Indonesia is among the star performers at this year’s World Economic Forum in Davos, as the focus shifts from economic crisis to sustaining long-term growth. The country’s strong economic growth and high consumption have been particularly impressive.
Trade Minister Gita Wirjawan articulated the country’s growing attractiveness when he said “we are not selling absolutes but directionality,” which has been behind rising foreign direct investment in Indonesia over the past three years. He added that Indonesia is committed to adhering to global trade rules.
Indonesia’s aspiration to rise up the ladder national economies by size is clear, as is the steps the country needs to take to get there.
There is every chance that over the next five to 10 years Indonesia will do better on the social, educational and economic fronts.

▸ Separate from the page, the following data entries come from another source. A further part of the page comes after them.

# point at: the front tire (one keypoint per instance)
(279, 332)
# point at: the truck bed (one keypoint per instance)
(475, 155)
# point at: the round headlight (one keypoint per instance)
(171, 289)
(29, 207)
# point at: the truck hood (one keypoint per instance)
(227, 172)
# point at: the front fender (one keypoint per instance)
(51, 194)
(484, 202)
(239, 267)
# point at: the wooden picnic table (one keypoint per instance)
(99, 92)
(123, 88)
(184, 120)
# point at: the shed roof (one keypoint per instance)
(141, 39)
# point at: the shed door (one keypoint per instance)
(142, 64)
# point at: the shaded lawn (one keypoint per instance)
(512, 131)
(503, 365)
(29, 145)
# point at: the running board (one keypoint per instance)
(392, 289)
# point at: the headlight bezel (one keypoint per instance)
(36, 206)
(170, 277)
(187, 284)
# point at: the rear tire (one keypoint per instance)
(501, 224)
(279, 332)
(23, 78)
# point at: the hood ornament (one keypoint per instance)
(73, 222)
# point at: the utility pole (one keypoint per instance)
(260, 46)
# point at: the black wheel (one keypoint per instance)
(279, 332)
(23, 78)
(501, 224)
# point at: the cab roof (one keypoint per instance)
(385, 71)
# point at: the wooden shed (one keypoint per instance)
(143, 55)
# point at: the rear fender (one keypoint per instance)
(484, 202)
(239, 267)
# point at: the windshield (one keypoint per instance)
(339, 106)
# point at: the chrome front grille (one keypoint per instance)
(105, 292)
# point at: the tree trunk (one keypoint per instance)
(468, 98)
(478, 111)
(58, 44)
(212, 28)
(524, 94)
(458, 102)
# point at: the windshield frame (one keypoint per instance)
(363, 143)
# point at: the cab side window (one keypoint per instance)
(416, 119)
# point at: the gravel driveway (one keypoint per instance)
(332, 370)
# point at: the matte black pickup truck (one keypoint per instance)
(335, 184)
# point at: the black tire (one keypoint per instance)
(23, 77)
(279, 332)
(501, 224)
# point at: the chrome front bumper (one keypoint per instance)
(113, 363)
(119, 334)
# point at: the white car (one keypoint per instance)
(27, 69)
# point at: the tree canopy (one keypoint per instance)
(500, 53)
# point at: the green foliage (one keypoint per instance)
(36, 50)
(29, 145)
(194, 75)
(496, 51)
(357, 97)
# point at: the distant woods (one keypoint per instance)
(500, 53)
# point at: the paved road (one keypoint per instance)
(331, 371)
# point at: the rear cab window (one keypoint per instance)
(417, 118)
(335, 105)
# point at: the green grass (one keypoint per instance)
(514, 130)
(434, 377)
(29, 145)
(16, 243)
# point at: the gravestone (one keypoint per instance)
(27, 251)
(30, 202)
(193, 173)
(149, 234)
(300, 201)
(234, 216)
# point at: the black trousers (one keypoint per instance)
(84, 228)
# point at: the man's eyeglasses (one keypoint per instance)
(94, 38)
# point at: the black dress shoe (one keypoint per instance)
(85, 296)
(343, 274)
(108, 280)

It is critical for Indonesia to get its message across strongly at international forums such as the WEF given the high profiles of the attendees.

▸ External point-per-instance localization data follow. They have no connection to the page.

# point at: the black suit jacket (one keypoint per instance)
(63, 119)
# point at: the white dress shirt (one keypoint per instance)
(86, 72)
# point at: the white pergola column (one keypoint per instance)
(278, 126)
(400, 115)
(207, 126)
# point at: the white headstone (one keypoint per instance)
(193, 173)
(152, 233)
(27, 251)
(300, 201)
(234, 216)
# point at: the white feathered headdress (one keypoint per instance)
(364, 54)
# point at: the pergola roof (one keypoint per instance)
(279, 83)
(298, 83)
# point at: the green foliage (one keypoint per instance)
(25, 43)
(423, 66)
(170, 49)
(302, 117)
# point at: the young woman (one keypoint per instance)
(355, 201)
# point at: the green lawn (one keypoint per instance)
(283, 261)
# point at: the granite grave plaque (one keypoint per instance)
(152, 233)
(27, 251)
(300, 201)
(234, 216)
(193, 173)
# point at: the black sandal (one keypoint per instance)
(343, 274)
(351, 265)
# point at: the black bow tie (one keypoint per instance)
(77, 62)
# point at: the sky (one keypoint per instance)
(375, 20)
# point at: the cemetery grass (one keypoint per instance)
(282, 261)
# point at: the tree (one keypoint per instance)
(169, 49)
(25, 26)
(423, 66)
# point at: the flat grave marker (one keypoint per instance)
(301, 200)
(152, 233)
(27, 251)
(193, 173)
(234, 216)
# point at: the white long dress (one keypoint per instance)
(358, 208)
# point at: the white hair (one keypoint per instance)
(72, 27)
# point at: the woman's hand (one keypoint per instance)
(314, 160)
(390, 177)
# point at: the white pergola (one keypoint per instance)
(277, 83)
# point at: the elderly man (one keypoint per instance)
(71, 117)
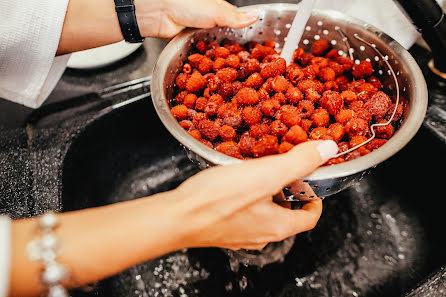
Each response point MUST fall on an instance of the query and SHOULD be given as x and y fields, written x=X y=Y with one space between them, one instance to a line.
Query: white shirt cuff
x=29 y=36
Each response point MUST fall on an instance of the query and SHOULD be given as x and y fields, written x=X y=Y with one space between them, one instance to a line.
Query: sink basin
x=378 y=238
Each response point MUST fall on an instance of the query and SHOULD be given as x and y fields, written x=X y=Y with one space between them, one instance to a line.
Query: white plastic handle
x=297 y=29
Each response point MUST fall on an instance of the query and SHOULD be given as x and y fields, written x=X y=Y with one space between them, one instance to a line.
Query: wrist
x=148 y=15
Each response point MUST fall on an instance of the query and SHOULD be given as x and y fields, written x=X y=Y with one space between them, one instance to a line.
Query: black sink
x=378 y=238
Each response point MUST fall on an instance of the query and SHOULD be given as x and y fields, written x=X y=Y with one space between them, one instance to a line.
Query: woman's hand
x=90 y=24
x=232 y=206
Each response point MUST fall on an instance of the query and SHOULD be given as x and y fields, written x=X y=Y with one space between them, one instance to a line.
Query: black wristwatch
x=127 y=20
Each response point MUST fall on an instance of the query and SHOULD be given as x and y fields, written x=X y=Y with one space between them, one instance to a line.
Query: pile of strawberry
x=245 y=102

In a competitive global economic environment, having a presence and stating one’s case is needed to ensure that the country’s voice is heard.
Much of the discussion at this year’s WEF has been on how countries can compete by taking a long-term view of growth. The managing director of the International Monetary Fund, Christine Lagarde, said in Davos that 2013 is a “make-or-break” year for global economic recovery. So as the economic crises in Europe and the United States recede, growth is back on the agenda.
Countries that offer strong growth will attract greater investment.
But Indonesia may not stand out as much as in the past two years given more countries are now posting strong economic growth. This means that it will need to work harder on other fronts, such as maintaining social harmony and reforming its education system to maintain its competitive edge.